Penegakan hukum pada dasarnya dilakukan untuk menyerasikan nilai-nilai kepastian, keadilan, dan kemanfaatan hukum. Hanya saja penegakan hukum di Indonesia selama ini lebih didominasi oleh cara berpikir secara positivistik-legalistik. Artinya, penegakan hukum lebih dipandang sebagai proses penegakan aturan semata.
Hal tersebut dikemukakan Sekretaris Jenderal Mahkamah Konstitusi Janedri M Gaffar dalam kuliah umum “Peran Mahkamah Konstitusi dalam Penegakan Hukum” yang diselenggarakan oleh Fakultas Hukum (FH) Unnes, Sabtu (26/11) bertempat di gedung C7 Fakultas Ilmu Sosial (FIS) Unnes.
Di tengah situasi tersebut, Mahkamah Konstitusi (MK) hadir di Indonesia sebagai aktor baru untuk mengatasi proses penegakan hukum yang kering dan tidak jarang justru menimbulkan masalah baru. “Dalam kiprahnya selama delapan tahun ini, MK dinilai mampu membuktikan peran yang signifikan dalam proses penegakan hukum,” tandas Janedri.
Peradilan konstitusi merupakan fenomena baru dalam sistem ketatanegaraan di berbagai negara. Indonesia merupakan negara ke-78 yang membentuk MK sebagai lembaga dengan fungsi tersendiri dan secara struktur berada di luar Mahkamah Agung (MA).
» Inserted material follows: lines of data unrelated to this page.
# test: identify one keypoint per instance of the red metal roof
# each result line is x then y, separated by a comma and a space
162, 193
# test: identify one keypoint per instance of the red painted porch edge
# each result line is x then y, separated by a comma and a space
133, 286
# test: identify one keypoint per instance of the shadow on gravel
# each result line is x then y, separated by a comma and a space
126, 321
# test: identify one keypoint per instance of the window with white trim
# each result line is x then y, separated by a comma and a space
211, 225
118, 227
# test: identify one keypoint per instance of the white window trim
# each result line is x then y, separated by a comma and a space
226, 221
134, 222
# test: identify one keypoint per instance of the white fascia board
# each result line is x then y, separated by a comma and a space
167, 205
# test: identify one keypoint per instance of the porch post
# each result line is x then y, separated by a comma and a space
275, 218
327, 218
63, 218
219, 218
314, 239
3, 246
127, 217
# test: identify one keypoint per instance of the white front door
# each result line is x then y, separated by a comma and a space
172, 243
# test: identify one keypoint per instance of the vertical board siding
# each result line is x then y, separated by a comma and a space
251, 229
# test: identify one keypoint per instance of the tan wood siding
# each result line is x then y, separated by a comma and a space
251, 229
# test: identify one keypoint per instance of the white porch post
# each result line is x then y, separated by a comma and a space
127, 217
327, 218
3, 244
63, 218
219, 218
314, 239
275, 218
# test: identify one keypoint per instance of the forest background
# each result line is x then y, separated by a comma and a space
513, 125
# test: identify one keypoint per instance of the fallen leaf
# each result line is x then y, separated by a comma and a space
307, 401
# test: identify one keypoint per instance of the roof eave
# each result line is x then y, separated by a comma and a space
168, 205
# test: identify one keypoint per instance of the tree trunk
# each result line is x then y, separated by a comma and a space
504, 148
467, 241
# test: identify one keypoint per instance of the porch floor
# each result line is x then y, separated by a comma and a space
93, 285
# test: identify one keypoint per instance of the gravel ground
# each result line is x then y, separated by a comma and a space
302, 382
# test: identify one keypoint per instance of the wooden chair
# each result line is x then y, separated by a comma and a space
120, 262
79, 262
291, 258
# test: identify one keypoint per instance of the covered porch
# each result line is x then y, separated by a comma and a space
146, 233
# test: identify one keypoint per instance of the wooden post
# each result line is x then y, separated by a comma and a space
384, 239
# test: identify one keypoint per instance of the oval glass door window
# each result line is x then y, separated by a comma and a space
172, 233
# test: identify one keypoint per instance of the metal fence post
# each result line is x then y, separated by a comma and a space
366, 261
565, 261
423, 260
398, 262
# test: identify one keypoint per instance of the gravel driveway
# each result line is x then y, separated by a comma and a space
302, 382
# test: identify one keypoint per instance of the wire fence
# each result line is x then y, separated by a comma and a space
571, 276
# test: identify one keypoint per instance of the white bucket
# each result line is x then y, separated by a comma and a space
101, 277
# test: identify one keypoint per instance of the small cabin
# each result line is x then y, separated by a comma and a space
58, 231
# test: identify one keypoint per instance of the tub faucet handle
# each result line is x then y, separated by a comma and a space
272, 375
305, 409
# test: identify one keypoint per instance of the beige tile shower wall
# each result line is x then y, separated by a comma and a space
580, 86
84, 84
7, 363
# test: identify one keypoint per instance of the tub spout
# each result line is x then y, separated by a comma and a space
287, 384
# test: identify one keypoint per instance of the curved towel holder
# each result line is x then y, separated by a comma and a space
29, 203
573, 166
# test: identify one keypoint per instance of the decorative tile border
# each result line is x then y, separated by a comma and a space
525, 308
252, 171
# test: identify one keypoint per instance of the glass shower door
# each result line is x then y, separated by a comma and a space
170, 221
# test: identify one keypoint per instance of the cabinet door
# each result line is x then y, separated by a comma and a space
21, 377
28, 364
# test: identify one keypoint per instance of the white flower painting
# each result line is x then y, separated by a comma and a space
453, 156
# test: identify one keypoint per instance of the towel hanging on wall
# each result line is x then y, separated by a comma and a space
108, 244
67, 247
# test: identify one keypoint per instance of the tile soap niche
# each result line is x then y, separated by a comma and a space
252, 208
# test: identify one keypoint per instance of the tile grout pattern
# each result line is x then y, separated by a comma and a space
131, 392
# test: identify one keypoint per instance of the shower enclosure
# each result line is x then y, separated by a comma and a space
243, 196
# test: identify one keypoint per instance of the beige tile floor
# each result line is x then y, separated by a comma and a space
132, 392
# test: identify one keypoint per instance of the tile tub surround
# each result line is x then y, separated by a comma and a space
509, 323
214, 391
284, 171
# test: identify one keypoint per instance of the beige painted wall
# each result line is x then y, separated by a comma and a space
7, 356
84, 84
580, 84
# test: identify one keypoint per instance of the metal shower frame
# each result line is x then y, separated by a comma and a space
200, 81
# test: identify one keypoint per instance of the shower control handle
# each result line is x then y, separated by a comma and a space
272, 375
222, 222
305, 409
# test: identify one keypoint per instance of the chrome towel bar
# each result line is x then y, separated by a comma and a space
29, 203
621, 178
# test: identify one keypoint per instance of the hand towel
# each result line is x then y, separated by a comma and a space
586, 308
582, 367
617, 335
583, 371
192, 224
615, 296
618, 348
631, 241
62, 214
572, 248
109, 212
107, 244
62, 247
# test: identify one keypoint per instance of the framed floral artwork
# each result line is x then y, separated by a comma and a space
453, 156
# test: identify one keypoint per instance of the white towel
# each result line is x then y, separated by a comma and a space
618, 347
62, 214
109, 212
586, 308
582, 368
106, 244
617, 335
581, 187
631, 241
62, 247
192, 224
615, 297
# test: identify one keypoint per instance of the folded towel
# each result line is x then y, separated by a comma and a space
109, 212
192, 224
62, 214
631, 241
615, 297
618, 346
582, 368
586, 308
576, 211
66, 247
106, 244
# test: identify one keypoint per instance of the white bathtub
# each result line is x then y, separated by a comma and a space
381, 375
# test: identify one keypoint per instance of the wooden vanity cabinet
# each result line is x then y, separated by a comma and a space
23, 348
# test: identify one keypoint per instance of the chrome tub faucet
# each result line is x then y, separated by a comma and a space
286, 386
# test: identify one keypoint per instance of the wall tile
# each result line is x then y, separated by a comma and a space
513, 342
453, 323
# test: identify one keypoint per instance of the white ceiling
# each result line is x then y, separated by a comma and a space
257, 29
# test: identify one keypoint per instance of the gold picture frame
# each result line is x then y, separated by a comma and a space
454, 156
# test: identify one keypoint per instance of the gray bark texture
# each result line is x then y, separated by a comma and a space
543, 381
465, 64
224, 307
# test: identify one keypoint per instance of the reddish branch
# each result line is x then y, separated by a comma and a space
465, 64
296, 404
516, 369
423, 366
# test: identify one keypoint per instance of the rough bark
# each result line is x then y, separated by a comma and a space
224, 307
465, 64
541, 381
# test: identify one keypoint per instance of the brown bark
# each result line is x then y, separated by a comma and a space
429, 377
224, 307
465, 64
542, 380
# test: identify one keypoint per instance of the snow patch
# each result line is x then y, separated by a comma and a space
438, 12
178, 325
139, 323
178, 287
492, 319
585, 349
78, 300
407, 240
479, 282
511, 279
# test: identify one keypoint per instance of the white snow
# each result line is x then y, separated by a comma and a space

Mahkamah Konstitusi dibentuk sebagai bagian dari paket reformasi konstitusi seiring reformasi politik yang terjadi pasca berakhirnya rezim Orde Baru tahun 1998.
“Apabila ditelusuri, terdapat empat hal yang melatarbelakangi pembentukan MK sebagai perwujudan menguatnya spirit konstitusionalisme, yaitu sebagai implikasi konstitusionalisme, perwujudan mekanisme check and balances, dan penyelenggaraan negara yang bersih. Selain itu juga perlindungan HAM,” ujarnya.
Wewenang MK telah dituangkan dalam pasal 7B dan pasal 24C Ayat 1 UUD 1945, yaitu menguji undang-undang terhadap UUD 1945, memutus sengketa kewenangan antar lembaga negara yang kewenangannya diberikan oleh UUD 1945, memutus pembubaran partai politik, dan memutus perselisihan tentang hasil pemilu. Selain itu berdasar Pasal 7B Ayat 1 sampai dengan Ayat 5 dan Pasal 24C Ayat 2 UUD 1945, kewajiban MK adalah memberi keputusan atas pendapat DPR, bahwa Presiden atau Wakil Presiden telah melakukan pelanggaran hukum, atau perbuatan tercela, atau tidak memenuhi syarat sebagaimana dimaksud dalam UUD 1945.
Berdasarkan ketentuan, MK sebagai lembaga peradilan memiliki ruang yang luas untuk membentuk hukum baru yang dirasa lebih adil melalui putusan-putusan yang tidak dikerangkeng oleh positivisme-legalisme hukum. “Bagi MK, penegakan hukum bukanlah penegakan yang sekedar mengeja undang-undang, melainkan untuk memenuhi kebutuhan hukum yang bersukmakan keadilan masyarakat,” kata Janedri.
A provocative inisght! Just what we need!